4.6 UMA VISÃO MAIS GERAL

Diante dos resultados aqui apresentados, podemos dizer que, em geral, as duas cidades compartilham o fato de não ser frequente a realização do artigo definido. Essa constatação ganha respaldo nos gráficos 1 e 4 deste capítulo repetidos nos gráficos 7 e 8, a seguir:

Gráfico 7: Resultado porcentual total de presença versus ausência de artigo definido no município de Carnaíba

Gráfico 8: Resultado porcentual total de presença versus ausência de artigo definido no município de Serra Talhada

17% 83% Presença Ausência 17% 83% Presença Ausência

Olhando para os resultados gerais dos dois municípios, poderíamos dizer que estamos diante de uma mesma comunidade de fala, haja vista que as duas cidades desfavorecem a realização do artigo de forma significativa.

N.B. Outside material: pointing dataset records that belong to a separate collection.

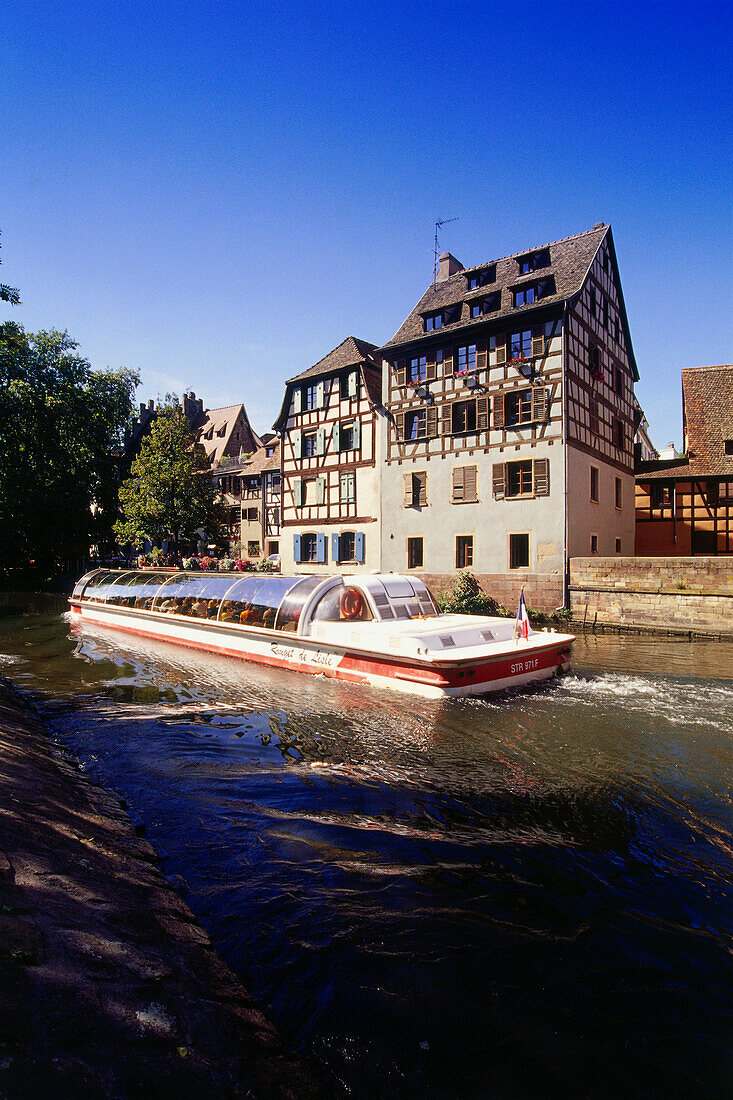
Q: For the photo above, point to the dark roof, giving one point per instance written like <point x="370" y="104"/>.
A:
<point x="570" y="260"/>
<point x="708" y="414"/>
<point x="349" y="353"/>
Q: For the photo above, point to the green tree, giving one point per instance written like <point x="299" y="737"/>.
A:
<point x="61" y="424"/>
<point x="170" y="493"/>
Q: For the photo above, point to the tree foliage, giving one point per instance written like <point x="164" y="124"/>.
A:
<point x="170" y="494"/>
<point x="61" y="424"/>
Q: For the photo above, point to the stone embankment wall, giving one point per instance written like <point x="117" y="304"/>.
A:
<point x="667" y="594"/>
<point x="542" y="591"/>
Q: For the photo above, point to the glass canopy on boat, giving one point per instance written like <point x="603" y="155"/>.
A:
<point x="259" y="601"/>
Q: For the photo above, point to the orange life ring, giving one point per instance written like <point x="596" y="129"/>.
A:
<point x="352" y="603"/>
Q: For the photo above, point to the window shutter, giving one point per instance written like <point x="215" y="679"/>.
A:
<point x="501" y="348"/>
<point x="540" y="479"/>
<point x="422" y="488"/>
<point x="470" y="484"/>
<point x="459" y="494"/>
<point x="498" y="480"/>
<point x="539" y="404"/>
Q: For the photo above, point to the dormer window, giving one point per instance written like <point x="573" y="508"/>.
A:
<point x="488" y="305"/>
<point x="534" y="262"/>
<point x="481" y="278"/>
<point x="533" y="292"/>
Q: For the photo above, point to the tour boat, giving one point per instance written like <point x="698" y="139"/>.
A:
<point x="375" y="628"/>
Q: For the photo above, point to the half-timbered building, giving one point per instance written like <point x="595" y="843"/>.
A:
<point x="685" y="504"/>
<point x="331" y="426"/>
<point x="509" y="392"/>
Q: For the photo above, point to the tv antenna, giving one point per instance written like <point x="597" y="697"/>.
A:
<point x="436" y="254"/>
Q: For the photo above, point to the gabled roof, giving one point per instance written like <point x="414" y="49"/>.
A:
<point x="215" y="432"/>
<point x="348" y="353"/>
<point x="708" y="416"/>
<point x="570" y="260"/>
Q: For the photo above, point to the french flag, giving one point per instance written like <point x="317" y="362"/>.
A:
<point x="522" y="625"/>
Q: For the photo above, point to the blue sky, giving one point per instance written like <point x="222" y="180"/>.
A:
<point x="218" y="194"/>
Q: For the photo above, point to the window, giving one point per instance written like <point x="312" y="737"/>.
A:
<point x="415" y="553"/>
<point x="518" y="479"/>
<point x="463" y="485"/>
<point x="480" y="306"/>
<point x="415" y="425"/>
<point x="466" y="359"/>
<point x="521" y="344"/>
<point x="309" y="444"/>
<point x="462" y="417"/>
<point x="349" y="385"/>
<point x="463" y="551"/>
<point x="310" y="397"/>
<point x="416" y="370"/>
<point x="348" y="487"/>
<point x="534" y="261"/>
<point x="517" y="407"/>
<point x="533" y="292"/>
<point x="347" y="547"/>
<point x="480" y="278"/>
<point x="415" y="490"/>
<point x="520" y="551"/>
<point x="529" y="477"/>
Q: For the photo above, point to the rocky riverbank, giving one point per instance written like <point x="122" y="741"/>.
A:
<point x="108" y="986"/>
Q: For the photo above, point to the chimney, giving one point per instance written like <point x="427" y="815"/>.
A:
<point x="448" y="266"/>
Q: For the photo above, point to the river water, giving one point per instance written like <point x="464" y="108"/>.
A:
<point x="524" y="895"/>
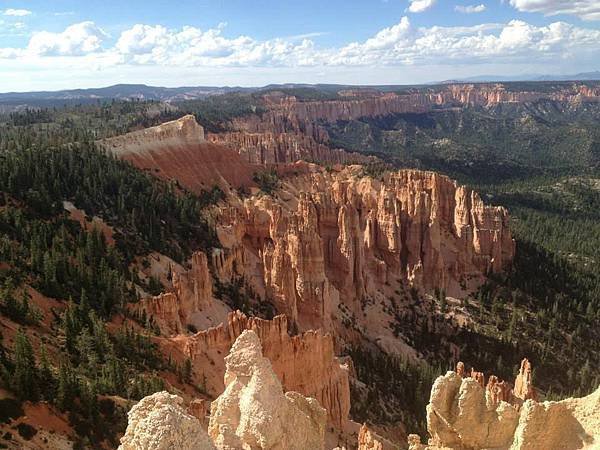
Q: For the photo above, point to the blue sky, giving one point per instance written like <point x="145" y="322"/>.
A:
<point x="64" y="44"/>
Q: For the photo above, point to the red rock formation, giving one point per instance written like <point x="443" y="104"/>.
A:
<point x="304" y="363"/>
<point x="192" y="292"/>
<point x="478" y="376"/>
<point x="177" y="150"/>
<point x="497" y="391"/>
<point x="341" y="236"/>
<point x="524" y="389"/>
<point x="270" y="148"/>
<point x="460" y="369"/>
<point x="288" y="114"/>
<point x="367" y="441"/>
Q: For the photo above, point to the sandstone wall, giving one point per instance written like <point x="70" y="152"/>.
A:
<point x="278" y="148"/>
<point x="337" y="237"/>
<point x="304" y="363"/>
<point x="192" y="292"/>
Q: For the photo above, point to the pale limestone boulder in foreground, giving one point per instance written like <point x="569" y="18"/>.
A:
<point x="459" y="417"/>
<point x="159" y="422"/>
<point x="254" y="413"/>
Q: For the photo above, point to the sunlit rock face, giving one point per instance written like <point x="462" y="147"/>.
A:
<point x="331" y="237"/>
<point x="253" y="411"/>
<point x="159" y="422"/>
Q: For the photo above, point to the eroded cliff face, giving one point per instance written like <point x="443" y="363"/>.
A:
<point x="288" y="114"/>
<point x="192" y="293"/>
<point x="304" y="363"/>
<point x="178" y="150"/>
<point x="462" y="414"/>
<point x="253" y="411"/>
<point x="340" y="237"/>
<point x="280" y="148"/>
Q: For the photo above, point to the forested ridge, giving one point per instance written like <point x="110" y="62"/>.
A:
<point x="41" y="247"/>
<point x="539" y="160"/>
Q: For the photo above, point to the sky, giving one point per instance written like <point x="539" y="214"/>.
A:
<point x="64" y="44"/>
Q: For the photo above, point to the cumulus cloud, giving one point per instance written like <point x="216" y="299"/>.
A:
<point x="470" y="9"/>
<point x="514" y="42"/>
<point x="418" y="6"/>
<point x="16" y="12"/>
<point x="585" y="9"/>
<point x="399" y="45"/>
<point x="77" y="40"/>
<point x="144" y="44"/>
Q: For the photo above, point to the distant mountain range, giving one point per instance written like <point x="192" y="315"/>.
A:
<point x="584" y="76"/>
<point x="16" y="100"/>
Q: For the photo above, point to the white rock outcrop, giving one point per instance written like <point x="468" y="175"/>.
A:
<point x="159" y="422"/>
<point x="460" y="418"/>
<point x="254" y="413"/>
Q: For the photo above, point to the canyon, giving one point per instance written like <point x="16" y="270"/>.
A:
<point x="328" y="243"/>
<point x="253" y="412"/>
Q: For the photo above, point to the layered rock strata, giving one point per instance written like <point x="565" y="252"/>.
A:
<point x="344" y="235"/>
<point x="192" y="292"/>
<point x="178" y="150"/>
<point x="304" y="363"/>
<point x="273" y="148"/>
<point x="287" y="113"/>
<point x="253" y="412"/>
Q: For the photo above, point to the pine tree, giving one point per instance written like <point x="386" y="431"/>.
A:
<point x="25" y="378"/>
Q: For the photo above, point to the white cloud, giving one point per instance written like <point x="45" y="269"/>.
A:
<point x="470" y="9"/>
<point x="400" y="48"/>
<point x="585" y="9"/>
<point x="16" y="12"/>
<point x="514" y="42"/>
<point x="418" y="6"/>
<point x="77" y="40"/>
<point x="144" y="44"/>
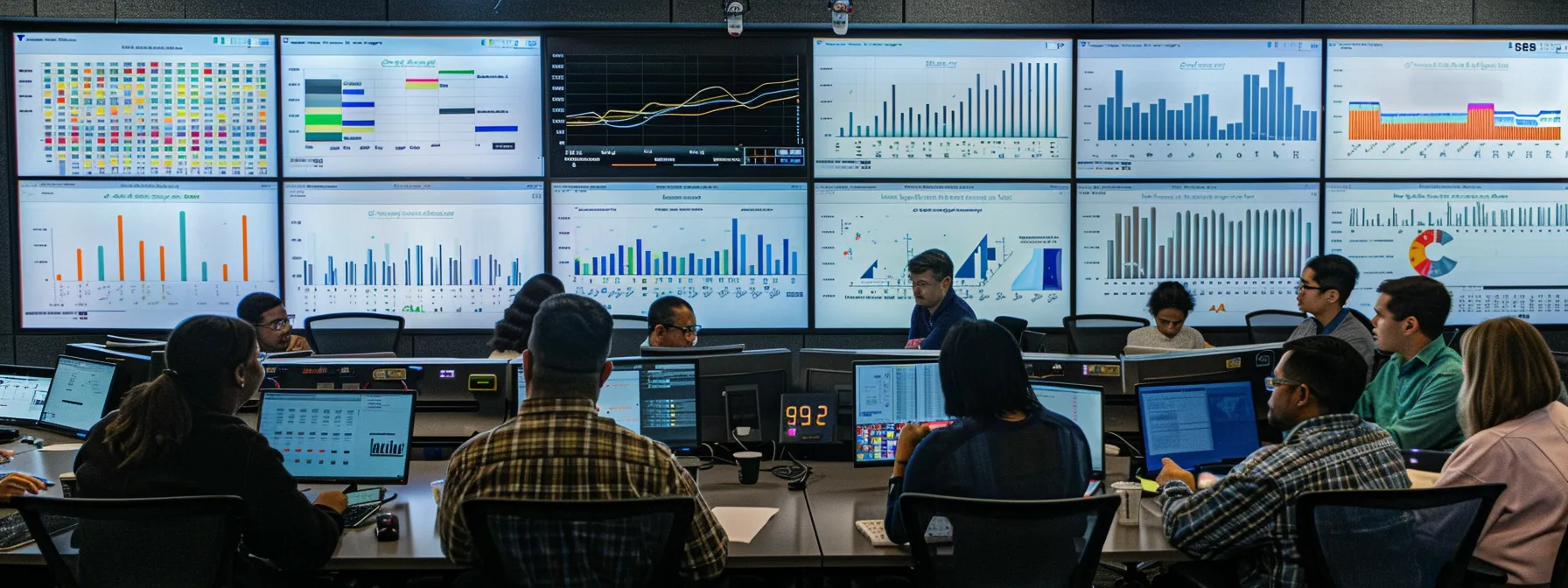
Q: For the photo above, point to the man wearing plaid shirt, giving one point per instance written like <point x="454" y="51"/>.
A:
<point x="560" y="449"/>
<point x="1249" y="518"/>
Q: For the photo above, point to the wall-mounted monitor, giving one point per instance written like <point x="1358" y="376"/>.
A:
<point x="130" y="104"/>
<point x="441" y="255"/>
<point x="411" y="105"/>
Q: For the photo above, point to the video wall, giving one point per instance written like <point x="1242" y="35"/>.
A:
<point x="776" y="182"/>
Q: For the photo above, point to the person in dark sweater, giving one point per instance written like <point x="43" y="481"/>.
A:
<point x="1002" y="443"/>
<point x="178" y="437"/>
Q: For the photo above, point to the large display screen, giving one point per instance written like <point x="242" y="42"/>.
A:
<point x="1198" y="108"/>
<point x="1490" y="243"/>
<point x="1236" y="247"/>
<point x="1446" y="108"/>
<point x="678" y="107"/>
<point x="121" y="104"/>
<point x="411" y="107"/>
<point x="441" y="255"/>
<point x="734" y="251"/>
<point x="1009" y="242"/>
<point x="942" y="107"/>
<point x="113" y="255"/>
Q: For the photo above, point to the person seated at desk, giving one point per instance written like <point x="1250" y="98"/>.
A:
<point x="512" y="330"/>
<point x="671" y="324"/>
<point x="178" y="437"/>
<point x="1249" y="518"/>
<point x="1415" y="396"/>
<point x="267" y="314"/>
<point x="1516" y="437"/>
<point x="560" y="449"/>
<point x="1004" y="444"/>
<point x="936" y="306"/>
<point x="1170" y="303"/>
<point x="1322" y="294"/>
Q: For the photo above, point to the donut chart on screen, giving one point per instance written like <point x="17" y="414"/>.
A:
<point x="1425" y="265"/>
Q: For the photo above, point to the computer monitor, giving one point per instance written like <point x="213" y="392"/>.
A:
<point x="22" y="392"/>
<point x="354" y="437"/>
<point x="891" y="394"/>
<point x="77" y="396"/>
<point x="1084" y="405"/>
<point x="1197" y="424"/>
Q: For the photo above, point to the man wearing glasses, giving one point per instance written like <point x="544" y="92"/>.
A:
<point x="273" y="332"/>
<point x="671" y="324"/>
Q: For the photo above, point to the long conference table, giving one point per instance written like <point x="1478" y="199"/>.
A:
<point x="836" y="496"/>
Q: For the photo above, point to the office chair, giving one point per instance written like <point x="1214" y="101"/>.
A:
<point x="1272" y="326"/>
<point x="1007" y="542"/>
<point x="348" y="332"/>
<point x="1391" y="538"/>
<point x="565" y="542"/>
<point x="1100" y="334"/>
<point x="130" y="542"/>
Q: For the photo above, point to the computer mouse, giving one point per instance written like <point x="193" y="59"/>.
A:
<point x="386" y="528"/>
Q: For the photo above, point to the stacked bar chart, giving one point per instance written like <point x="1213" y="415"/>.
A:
<point x="731" y="249"/>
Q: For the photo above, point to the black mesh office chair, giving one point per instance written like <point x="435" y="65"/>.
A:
<point x="1100" y="334"/>
<point x="1272" y="326"/>
<point x="1391" y="538"/>
<point x="598" y="542"/>
<point x="130" y="542"/>
<point x="348" y="332"/>
<point x="1007" y="542"/>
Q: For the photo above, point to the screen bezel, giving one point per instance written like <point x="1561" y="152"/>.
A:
<point x="408" y="455"/>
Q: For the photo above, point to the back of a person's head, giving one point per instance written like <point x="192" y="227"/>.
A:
<point x="984" y="372"/>
<point x="1334" y="271"/>
<point x="570" y="346"/>
<point x="203" y="354"/>
<point x="1419" y="297"/>
<point x="1508" y="372"/>
<point x="512" y="330"/>
<point x="255" y="304"/>
<point x="1330" y="368"/>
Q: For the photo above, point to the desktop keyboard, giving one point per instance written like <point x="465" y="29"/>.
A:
<point x="13" y="530"/>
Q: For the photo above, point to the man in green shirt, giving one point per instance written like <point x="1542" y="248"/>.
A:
<point x="1415" y="396"/>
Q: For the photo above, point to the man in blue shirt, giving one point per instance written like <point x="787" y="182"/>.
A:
<point x="936" y="306"/>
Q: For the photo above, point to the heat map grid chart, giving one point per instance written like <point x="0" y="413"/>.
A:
<point x="1493" y="245"/>
<point x="120" y="104"/>
<point x="1009" y="243"/>
<point x="942" y="107"/>
<point x="736" y="251"/>
<point x="1198" y="108"/>
<point x="1446" y="108"/>
<point x="1236" y="247"/>
<point x="419" y="107"/>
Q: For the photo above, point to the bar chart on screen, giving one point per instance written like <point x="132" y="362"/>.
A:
<point x="736" y="251"/>
<point x="136" y="255"/>
<point x="1446" y="108"/>
<point x="388" y="105"/>
<point x="1492" y="245"/>
<point x="443" y="255"/>
<point x="1198" y="108"/>
<point x="1236" y="248"/>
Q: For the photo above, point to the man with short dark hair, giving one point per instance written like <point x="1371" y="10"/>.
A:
<point x="936" y="306"/>
<point x="1247" y="520"/>
<point x="560" y="449"/>
<point x="1324" y="294"/>
<point x="1415" y="396"/>
<point x="671" y="324"/>
<point x="271" y="322"/>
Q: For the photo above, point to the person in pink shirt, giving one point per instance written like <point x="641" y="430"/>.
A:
<point x="1516" y="435"/>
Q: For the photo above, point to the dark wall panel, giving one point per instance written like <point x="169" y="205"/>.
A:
<point x="1198" y="11"/>
<point x="999" y="11"/>
<point x="1388" y="13"/>
<point x="530" y="10"/>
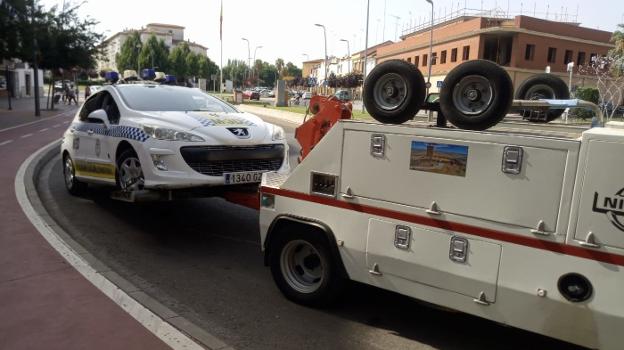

Assim, notamos que tanto em Carnaíba, quanto em Serra Talhada a variante predominante é aquela onde os contextos de possessivos e de antropônimos não são antecedidos pelo determinante em análise. Dessa forma, as duas cidades compartilham de traços linguísticos que as aproximam entre si e as distanciam de outras comunidades como a do Rio de Janeiro (cf. SILVA, 1998).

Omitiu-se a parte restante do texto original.